April 16, 2017 at 8:37 am · MBSPF · Comments Off on So Much More Than Bricks and Mortar
So Much More Than Bricks and Mortar
An MBSPF-funded school brings the promise of a brighter
future for farming families.
Text and photos: Quade Hermann
“If people have no education, they have no life.”
The words of U Kyaw Kyaw Tun, the President of They Phyu Chaung Village Council, are met with nods of approval from the 50 or so parents sitting along the walls inside the old school room. The room is half renovated; the bamboo walls and roof have been torn down and replaced with concrete and corrugated metal. Close by, a second new and larger school building is also taking shape thanks to the volunteer work of the villagers and the financial support of the Myanmar/Burma Schools Project Foundation. Together the two school buildings represent a turning point for this farming village of about 250 households just north of Yangon.

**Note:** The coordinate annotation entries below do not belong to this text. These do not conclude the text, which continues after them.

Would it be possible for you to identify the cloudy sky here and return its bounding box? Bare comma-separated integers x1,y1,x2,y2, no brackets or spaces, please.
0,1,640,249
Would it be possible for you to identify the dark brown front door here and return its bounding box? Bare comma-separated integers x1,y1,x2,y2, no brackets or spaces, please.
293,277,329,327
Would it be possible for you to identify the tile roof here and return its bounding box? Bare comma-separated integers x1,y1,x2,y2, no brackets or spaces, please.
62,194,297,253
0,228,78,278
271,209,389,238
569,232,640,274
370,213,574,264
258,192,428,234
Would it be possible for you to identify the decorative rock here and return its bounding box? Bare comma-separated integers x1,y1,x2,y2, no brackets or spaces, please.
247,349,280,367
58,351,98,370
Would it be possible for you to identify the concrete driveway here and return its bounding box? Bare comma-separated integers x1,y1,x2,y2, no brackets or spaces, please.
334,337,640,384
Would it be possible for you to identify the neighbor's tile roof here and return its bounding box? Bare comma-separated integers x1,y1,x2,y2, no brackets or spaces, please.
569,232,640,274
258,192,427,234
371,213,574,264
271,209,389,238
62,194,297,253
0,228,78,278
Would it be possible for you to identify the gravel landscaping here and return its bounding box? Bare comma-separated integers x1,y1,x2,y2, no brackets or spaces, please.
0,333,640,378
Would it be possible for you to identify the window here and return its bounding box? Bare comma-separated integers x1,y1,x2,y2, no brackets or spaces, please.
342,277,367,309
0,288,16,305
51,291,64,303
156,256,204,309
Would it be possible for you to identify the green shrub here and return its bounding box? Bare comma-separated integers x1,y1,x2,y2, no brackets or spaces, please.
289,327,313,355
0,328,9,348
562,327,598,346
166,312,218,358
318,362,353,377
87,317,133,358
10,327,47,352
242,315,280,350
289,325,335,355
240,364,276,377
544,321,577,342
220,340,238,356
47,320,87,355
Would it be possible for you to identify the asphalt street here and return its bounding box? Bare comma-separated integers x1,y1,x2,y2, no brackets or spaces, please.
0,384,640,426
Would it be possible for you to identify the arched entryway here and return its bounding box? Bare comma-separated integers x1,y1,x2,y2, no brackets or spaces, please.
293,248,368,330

Maung Maung Gyi (centre, on phone), head of the construction company working with MBSPF to build schools in Myanmar. He’s passionate about what the new school can do for the families in this village. Beside him is Naga Sema, a monk from the nearby meditation centre, who has personally donated a lot to the development of They Phyu Chaung over the years.
“People are talking because of the new school,” says Win Khing, a mother of two whose daughter started kindergarten last year. “It has brought a new excitement to the village. If you go to people’s houses they talk a lot, they have new ideas.” Like most of her neighbours, Win Khing left school after grade four to work in the fields, but she has a different future in mind for her daughter: university, and the world beyond the village.
Some 200 children will be able to stay in their home village and stay in school up to Standard 8 thanks to the generosity of MBSPF.
The excitement about the school is shared by Headmistress Daw Win Mar. With her hair swept back in a tight bun, she is upright and elegant in her bright white teacher’s blouse and long dark green skirt. She has been teaching in They Phyu Chaung for 30 years. Everyone falls respectfully quiet when she speaks.
“It was hard in the old school,” she says. The roof and walls were made of bamboo, open to the rain, the cold, the insects and the heat. “In the rainy season, the children get wet. In the dry season, they are too hot to think. In the cold months, they get sick. And they are too easily distracted by looking through a hole in the wall to watch someone walk past.”
The new school building has thick walls, big windows and has been positioned specifically to catch the cooling breeze that blows across the fields at certain times of day. But the new building will bring more than comfort for the students and an increased ability to concentrate on learning.
There is no electricity in the village, no air conditioning, so the new building is positioned to catch the cooling breeze. The walls are 10” thick, twice that of a normal school, which will keep the inside cooler in summer and warmer in winter and be strong enough to withstand the earthquakes that regularly rumble across Myanmar.
Teachers’ quarters. The teachers’ cottage will sleep six. A new government regulation will see teachers rotate jobs and villages every five years. Good living quarters will help attract teachers to the school, and keep them comfortable. “If the teachers are happy, then they will do a good job and the children will be happy,” says Maung Maung Gyi.
“Until now after Standard 4 the children have to leave this school and go to another town. They must walk about 30 minutes to the highway and then travel seven miles to the school,” explains Maung Maung Gyi, the head of the construction company working with MBSPF to build this school and several others. “The people in the village are all farmers, some quite poor. Only a few can send their children to the next town and even then they have to give them food for the week. It’s expensive. Students who cannot study after Standard 4 they go to work, then marry and have children. They stay poor.”
Maung Maung Gyi’s (centre) with his construction team. Crews of volunteers from the village have also contributed to the project by helping to dig the foundation and other labour-intensive tasks.
Thanks to the generosity of MBSPF and the support of the government in providing more teachers, the school will eventually offer classes through Standard 8, which means all the children in this village – especially girls – will be able to stay in school longer. Statistics show what these parents already know by common sense: the longer their children stay in school, the brighter their future will be.
“You can give children money, they can win the lottery,” says U Kyaw Kyaw Tun. “But without an education they won’t know what to do with it. Education is the most important thing.” The parents nod and smile again, because they know their children will have a better chance now at getting this most important thing.